Lands Beyond
- Dust-jacket for Lands Beyond
- Author: L. Sprague de Camp and Willy Ley
- Cover artist: Charles Skaggs
- Language: English
- Subject: History
- Publisher: Rinehart & Company
- Publication date: 1952
- Publication place: United States
- Media type: Print (Hardback)
- Pages: 329 pp

= Lands Beyond =

Book by Lyon Sprague de Camp

Lands Beyond is a study of geographical myths by L. Sprague de Camp and Willy Ley, first published in hardcover by Rinehart in 1952, and reissued by Barnes & Noble in 1993. It has been translated into French, Spanish, Portuguese, and Italian. It was the winner of the 1953 International Fantasy Award for nonfiction.

==Contents==
- Introduction
- Chapter I. The Land of Longing
- Chapter II. The Long Homecoming
- Chapter III. The Fabulous Feast
- Chapter IV. The Sea of Sindbad
- Chapter V. The Land of Prester John
- Chapter VI. The Mislaid Tribes
- Chapter VII. The Great Dream
- Chapter VIII. The Western Ocean
- Chapter IX. Golden Men and Amazons
- Chapter X. The Shape of the Earth
- Epilogue
- Bibliography
- Index

==Reception==
New York Times columnist Charles Poore placed Lands Beyond on his annual list of books recommended for Christmas giving. Kirkus Reviews recommended it as "a zestful geographical round-up which combines fact, legend and literature in equally interested parts".

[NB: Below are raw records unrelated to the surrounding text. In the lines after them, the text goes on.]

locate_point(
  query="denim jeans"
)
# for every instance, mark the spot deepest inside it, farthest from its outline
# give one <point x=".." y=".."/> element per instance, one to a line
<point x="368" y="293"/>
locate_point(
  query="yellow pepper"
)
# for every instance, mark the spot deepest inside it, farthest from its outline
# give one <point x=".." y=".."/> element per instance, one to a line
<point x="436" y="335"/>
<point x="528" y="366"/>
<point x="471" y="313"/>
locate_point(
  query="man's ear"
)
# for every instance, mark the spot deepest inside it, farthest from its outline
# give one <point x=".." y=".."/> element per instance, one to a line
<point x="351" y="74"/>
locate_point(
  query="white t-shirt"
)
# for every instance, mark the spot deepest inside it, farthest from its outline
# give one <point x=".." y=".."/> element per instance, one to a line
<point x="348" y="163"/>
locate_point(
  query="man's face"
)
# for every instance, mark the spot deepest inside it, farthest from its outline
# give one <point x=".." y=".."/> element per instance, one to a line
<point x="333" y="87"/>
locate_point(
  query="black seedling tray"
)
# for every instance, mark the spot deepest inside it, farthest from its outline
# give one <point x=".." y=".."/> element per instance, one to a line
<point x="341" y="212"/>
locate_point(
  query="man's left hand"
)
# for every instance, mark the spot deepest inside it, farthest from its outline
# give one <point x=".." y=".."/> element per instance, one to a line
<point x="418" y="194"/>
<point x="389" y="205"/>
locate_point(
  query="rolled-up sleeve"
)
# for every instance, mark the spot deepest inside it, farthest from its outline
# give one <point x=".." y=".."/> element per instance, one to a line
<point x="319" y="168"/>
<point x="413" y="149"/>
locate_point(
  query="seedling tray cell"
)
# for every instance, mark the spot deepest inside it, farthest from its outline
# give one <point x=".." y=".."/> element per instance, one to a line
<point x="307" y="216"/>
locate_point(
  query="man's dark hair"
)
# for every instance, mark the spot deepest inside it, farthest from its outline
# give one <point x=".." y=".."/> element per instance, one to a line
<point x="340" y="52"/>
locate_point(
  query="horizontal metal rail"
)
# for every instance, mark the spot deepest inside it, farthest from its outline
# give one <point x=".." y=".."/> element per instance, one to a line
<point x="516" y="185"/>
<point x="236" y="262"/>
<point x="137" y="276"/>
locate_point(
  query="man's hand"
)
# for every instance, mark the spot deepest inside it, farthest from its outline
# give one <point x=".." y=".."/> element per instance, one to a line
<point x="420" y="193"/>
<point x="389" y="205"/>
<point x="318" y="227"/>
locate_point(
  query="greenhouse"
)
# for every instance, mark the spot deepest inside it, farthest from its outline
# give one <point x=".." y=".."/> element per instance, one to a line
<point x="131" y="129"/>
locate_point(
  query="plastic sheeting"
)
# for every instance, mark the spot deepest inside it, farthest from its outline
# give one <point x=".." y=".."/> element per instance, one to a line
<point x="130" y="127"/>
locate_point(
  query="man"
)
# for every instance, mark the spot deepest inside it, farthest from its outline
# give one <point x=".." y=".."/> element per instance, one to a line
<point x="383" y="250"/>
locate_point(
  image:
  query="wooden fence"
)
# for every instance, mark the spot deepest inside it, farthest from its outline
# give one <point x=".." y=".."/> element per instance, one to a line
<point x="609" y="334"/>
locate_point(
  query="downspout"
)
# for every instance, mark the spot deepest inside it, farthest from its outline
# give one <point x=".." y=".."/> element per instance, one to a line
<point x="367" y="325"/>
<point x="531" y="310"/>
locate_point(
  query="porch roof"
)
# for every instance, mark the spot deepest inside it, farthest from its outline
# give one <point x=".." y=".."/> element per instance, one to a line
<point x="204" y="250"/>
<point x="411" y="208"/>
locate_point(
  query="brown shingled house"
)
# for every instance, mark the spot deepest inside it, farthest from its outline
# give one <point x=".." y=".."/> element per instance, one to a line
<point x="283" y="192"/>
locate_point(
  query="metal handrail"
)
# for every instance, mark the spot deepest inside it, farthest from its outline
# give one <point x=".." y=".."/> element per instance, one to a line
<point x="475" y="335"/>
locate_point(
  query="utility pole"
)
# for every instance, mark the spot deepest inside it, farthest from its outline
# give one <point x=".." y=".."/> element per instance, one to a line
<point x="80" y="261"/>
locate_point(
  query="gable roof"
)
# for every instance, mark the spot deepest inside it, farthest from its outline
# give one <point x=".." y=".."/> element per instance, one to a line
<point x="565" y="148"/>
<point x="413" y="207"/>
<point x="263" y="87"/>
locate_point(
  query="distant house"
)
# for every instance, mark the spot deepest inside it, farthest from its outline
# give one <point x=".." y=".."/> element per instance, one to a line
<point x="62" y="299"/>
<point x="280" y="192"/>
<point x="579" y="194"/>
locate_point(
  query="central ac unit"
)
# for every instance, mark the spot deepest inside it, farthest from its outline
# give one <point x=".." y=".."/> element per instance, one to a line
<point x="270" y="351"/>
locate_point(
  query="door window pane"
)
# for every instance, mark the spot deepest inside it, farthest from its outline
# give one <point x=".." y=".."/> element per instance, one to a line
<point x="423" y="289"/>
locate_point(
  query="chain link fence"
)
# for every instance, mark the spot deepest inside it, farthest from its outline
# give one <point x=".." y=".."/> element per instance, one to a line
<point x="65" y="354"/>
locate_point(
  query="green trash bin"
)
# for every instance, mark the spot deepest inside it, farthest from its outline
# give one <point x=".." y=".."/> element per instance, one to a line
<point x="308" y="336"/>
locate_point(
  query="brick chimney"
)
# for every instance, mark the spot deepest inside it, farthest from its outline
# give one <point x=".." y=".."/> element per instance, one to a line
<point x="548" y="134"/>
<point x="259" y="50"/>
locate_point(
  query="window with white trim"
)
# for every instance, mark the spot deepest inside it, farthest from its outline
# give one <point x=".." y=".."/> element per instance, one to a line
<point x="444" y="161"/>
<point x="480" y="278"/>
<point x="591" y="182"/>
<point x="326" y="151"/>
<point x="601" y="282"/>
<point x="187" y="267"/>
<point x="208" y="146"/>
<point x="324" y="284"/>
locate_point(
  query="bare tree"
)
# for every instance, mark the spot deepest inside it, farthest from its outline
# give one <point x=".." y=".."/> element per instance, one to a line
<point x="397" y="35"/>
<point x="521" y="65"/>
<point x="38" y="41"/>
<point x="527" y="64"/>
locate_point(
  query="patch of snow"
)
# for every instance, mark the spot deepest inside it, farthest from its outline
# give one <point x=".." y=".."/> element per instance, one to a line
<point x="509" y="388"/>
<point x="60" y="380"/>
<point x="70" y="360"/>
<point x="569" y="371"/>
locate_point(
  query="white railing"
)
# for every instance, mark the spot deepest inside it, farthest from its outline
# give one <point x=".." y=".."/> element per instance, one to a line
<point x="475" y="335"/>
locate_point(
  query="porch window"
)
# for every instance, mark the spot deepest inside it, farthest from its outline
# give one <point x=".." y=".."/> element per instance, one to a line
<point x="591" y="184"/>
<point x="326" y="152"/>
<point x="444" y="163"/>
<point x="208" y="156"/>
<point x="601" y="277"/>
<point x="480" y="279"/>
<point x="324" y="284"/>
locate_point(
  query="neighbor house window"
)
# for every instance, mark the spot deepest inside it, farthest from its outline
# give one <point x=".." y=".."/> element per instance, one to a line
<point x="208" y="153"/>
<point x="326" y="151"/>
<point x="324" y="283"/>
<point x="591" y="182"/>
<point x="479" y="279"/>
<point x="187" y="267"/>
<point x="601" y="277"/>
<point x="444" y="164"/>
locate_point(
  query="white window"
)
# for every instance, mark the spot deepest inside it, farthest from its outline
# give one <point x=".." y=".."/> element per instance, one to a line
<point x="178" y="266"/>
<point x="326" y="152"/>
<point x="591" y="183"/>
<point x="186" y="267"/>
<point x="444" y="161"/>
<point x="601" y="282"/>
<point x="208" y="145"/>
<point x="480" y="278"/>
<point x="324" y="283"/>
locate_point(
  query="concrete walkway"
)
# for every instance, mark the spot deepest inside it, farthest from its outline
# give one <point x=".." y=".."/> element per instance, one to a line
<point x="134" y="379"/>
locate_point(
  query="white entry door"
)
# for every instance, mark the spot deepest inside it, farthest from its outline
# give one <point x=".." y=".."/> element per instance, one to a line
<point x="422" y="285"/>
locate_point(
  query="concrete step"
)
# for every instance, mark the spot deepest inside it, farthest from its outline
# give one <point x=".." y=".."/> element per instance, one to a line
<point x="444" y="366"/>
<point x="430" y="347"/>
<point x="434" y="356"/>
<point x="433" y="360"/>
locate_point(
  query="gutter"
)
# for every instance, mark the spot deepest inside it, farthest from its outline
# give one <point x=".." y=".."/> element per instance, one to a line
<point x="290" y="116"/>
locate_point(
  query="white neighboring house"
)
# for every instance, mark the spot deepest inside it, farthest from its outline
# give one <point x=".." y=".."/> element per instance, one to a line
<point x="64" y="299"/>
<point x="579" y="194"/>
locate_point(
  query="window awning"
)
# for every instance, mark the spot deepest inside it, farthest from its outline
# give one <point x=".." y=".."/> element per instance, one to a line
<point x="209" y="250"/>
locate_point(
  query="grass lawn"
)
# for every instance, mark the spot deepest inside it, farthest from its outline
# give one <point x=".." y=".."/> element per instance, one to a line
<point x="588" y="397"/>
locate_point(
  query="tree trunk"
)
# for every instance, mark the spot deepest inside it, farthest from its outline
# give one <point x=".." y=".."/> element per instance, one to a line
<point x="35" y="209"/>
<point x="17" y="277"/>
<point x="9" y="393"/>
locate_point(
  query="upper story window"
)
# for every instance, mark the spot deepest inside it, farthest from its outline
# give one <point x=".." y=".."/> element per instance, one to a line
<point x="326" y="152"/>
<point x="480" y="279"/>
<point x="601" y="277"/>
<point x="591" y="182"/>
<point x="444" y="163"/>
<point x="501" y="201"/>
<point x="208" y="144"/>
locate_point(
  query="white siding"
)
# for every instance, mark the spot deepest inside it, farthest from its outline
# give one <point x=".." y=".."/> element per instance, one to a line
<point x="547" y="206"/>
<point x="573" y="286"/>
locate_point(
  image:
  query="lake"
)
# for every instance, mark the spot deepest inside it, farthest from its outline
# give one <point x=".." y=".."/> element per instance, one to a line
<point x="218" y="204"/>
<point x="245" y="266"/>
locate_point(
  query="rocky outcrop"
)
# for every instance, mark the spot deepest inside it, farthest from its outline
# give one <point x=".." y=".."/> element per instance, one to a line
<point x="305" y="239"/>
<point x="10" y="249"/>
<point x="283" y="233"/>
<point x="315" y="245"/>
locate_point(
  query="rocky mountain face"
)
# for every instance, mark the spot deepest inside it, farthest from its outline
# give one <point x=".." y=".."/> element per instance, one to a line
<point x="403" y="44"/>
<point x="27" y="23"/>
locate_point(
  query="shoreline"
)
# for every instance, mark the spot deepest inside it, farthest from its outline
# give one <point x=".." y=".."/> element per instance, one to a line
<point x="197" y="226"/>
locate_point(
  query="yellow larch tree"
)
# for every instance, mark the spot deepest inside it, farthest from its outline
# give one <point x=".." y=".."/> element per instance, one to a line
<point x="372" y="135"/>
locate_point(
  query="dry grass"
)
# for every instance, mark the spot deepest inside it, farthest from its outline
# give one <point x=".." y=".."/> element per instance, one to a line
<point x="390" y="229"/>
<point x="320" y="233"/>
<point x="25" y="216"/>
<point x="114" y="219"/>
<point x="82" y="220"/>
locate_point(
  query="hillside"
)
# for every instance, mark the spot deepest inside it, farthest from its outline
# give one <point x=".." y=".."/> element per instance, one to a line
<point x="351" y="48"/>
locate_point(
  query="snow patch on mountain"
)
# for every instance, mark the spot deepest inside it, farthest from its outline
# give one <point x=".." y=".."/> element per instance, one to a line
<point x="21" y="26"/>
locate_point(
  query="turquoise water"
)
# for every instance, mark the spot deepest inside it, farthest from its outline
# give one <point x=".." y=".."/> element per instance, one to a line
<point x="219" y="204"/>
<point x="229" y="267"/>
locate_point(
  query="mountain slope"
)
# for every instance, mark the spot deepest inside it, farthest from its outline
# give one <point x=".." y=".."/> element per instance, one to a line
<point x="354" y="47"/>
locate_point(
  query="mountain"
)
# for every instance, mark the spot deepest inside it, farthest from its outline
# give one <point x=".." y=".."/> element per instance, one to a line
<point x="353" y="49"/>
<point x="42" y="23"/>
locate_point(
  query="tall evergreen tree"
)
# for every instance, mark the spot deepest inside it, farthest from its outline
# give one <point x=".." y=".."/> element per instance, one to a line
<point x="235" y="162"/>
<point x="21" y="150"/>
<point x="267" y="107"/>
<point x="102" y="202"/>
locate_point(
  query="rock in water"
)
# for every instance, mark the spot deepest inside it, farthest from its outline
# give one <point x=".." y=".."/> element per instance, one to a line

Boucher and McComas praised the book, saying it was "written with scholarly authority, literary grace, and an amusedly tolerant exposition of error, to make one of the season's most enjoyable items." New Worlds reviewer Leslie Flood described it as “fascinating”. Weird Tales commended Lands Beyond to its audience, saying de Camp and Ley "ably treated" their subjects "for reader enjoyment". George O. Smith wrote that it was "a book good for the younger and more impressionable to read, because it reduces to the realm of practicality many of the fabulous mysteries of the past, thus stripping the glamorous Long-Ago of its false superiority".